Chine : pour sauver son fils atteint d'une maladie rare, il met sur pied un labo à domicile

A. LG
Publié le 24 novembre 2021 à 9h49
JADE GAO / AFP
JADE GAO / AFP - Source : JADE GAO / AFP

ESPOIR - En un mois et demi, un trentenaire sans aucun diplôme de chimie est parvenu à produire un premier flacon d'histidine de cuivre, un traitement introuvable en Chine mais très précieux pour son bébé de deux ans atteint d'une affection rarissime.

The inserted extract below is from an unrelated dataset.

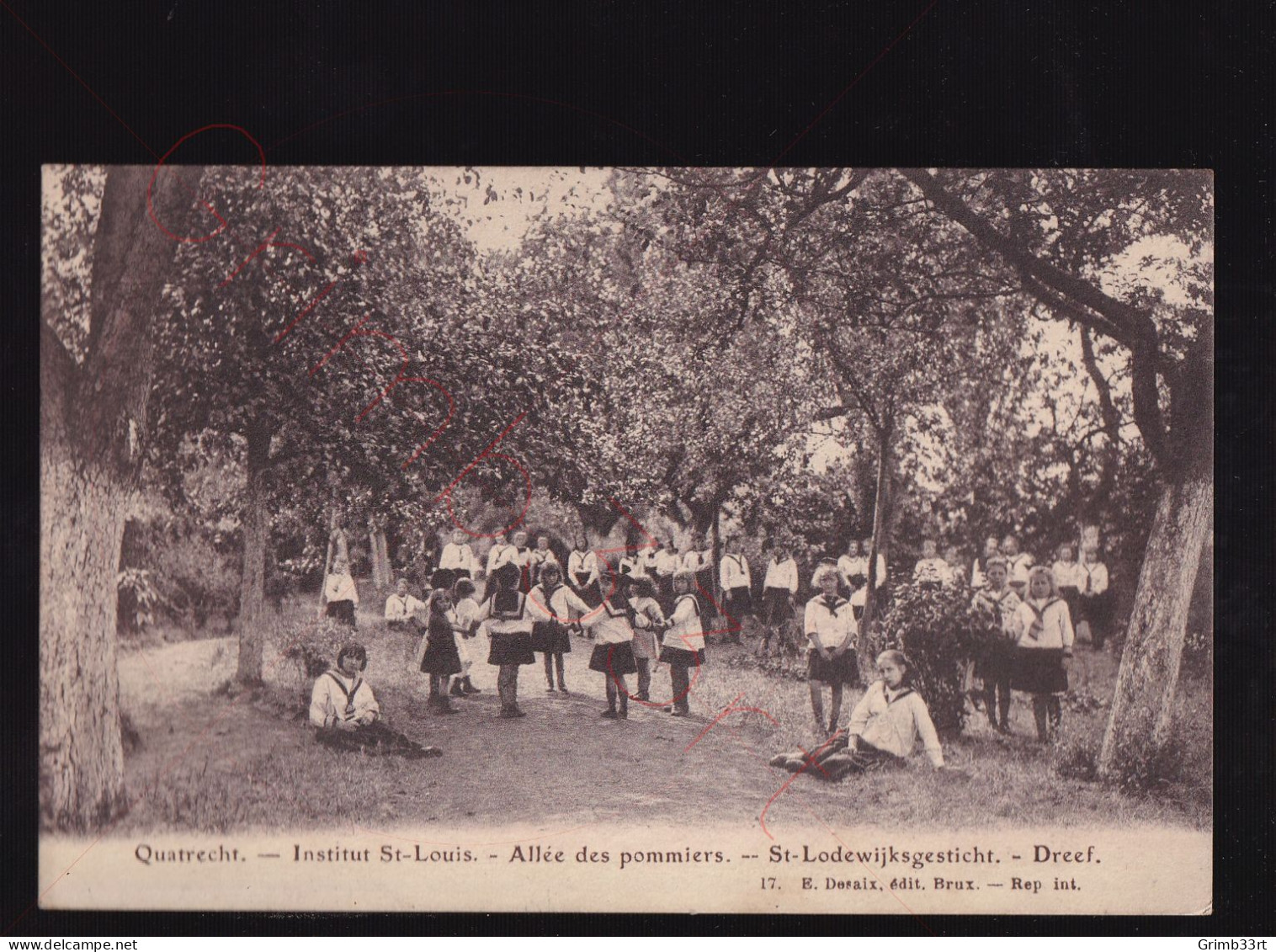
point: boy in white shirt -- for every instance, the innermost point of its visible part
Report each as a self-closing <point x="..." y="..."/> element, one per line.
<point x="831" y="630"/>
<point x="346" y="715"/>
<point x="779" y="593"/>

L'histoire de Xu Wei et de son fils a ému les médias et les internautes chinois. Et pour cause : l'homme qui n'a rien d'un chimiste, avec tout juste son bac en poche, a installé un laboratoire pharmaceutique à domicile pour fournir à son bébé un traitement introuvable en Chine à partir de documentation trouvée en anglais sur internet. Alors qu'il avait près d'un an, les médecins ont diagnostiqué chez ce dernier, prénommé Haoyang aujourd'hui âgé de deux ans, le syndrome de Menkes, une maladie rare qui tue habituellement ses victimes avant trois ans. 

"Il fallait le faire"

Rarissime, le mal toucherait une naissance sur 100.000, soit trop peu pour justifier des recherches en laboratoire. Pour ralentir les symptômes, un traitement est toutefois disponible : l'histidine de cuivre, un supplément introuvable en Chine comme dans de nombreux pays. Hors pandémie, le père de Haoyang aurait pu se rendre à l'étranger pour se le procurer mais le Covid-19 a conduit à la fermeture des frontières.

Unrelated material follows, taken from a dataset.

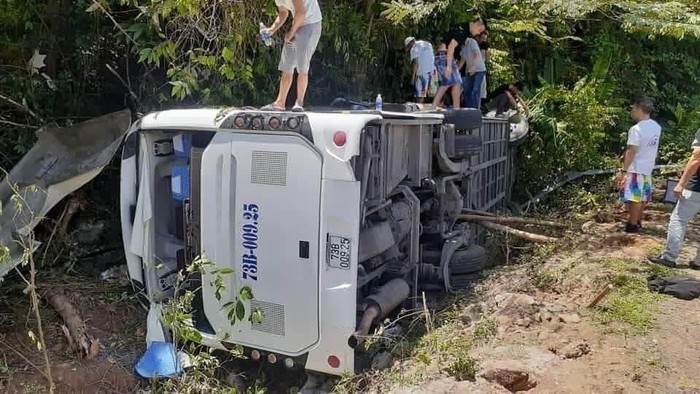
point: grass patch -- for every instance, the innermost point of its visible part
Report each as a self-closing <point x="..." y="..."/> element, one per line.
<point x="485" y="328"/>
<point x="631" y="303"/>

"Je n'avais pas vraiment le temps de réfléchir pour savoir s'il fallait le faire ou pas. Il fallait le faire", raconte le trentenaire depuis son labo situé chez ses parents, où il s'est installé, dans une tour d'habitation de Kunming, grande ville du sud-ouest de la Chine. "Même s'il ne peut ni bouger ni parler, il a un cœur et ressent des émotions", commente-t-il. "Je ne veux pas qu'il attende désespérément la mort. Même si on échoue, je veux que mon fils garde espoir".

"Des expériences avec des lapins"

Xu Wei, qui dirigeait jusque-là une start-up, s'est donc improvisé pharmacien en investissant ses économies dans de coûteuses machines de laboratoire. "Il y en a probablement pour 300 à 400.000 yuans (40.000 à 54.000 euros), je ne sais plus très bien", témoigne-t-il. Un mois et demi plus tard, il est parvenu à produire son premier flacon, après avoir compilé sur internet plus d'une dizaine de documents, en anglais pour l'essentiel, qu'il a traduits  à l'aide d'un logiciel en chinois, seule langue qu'il connait. "J'avais peur d'un accident, j'ai donc procédé à des expériences avec des lapins et puis je me suis injecté le traitement à moi-même", explique-t-il encore.

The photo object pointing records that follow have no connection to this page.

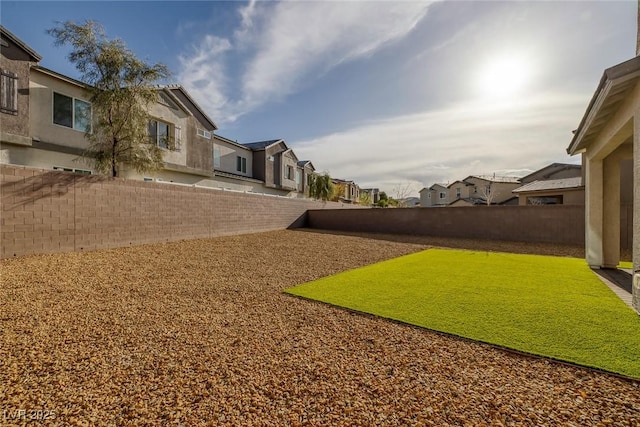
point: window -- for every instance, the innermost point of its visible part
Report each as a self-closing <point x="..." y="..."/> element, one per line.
<point x="80" y="171"/>
<point x="241" y="164"/>
<point x="71" y="112"/>
<point x="8" y="92"/>
<point x="159" y="133"/>
<point x="216" y="156"/>
<point x="204" y="133"/>
<point x="178" y="133"/>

Une fois rassuré, il a injecté ses premières doses à l'enfant, avant d'augmenter progressivement le dosage. Haoyang reçoit désormais une piqûre quotidienne, qui offre à son organisme le cuivre manquant.

"Le courage de M. Xu nous a poussés à sauter le pas"

"L'histidine de cuivre ne fait que soulager les symptômes. Elle ne les corrige pas mais peut ralentir la progression de la maladie", souligne-t-il, précisant que certaines analyses sanguines de l'enfant sont revenues à la normale deux semaines après le début du traitement. Encouragé par cette expérience prometteuse, Xu Wei s'est depuis lancé dans la thérapie génique, porteuse d'espoir pour les malades, en mettant au point un vecteur génétique expérimental.

Ses travaux ont même conduit une entreprise internationale de biotechnologie, VectorBuilder, à travailler sur le syndrome de Menkes, "maladie rare parmi les maladies rares", comme le résume son scientifique en chef, Bruce Lahn. "C'est la première fois que nous nous aventurons (dans la recherche) sur la maladie de Menkes", explique-t-il à l'AFP. "C'est le courage de M. Xu qui nous a poussés à sauter le pas".

En collaboration avec un laboratoire chinois, VectorBuilder envisage de passer dans quelques mois à l'expérimentation du vecteur de M. Xu sur des singes, puis à des essais cliniques, "peut-être même à temps" pour le petit Haoyang même si "le temps biologique est très très serré".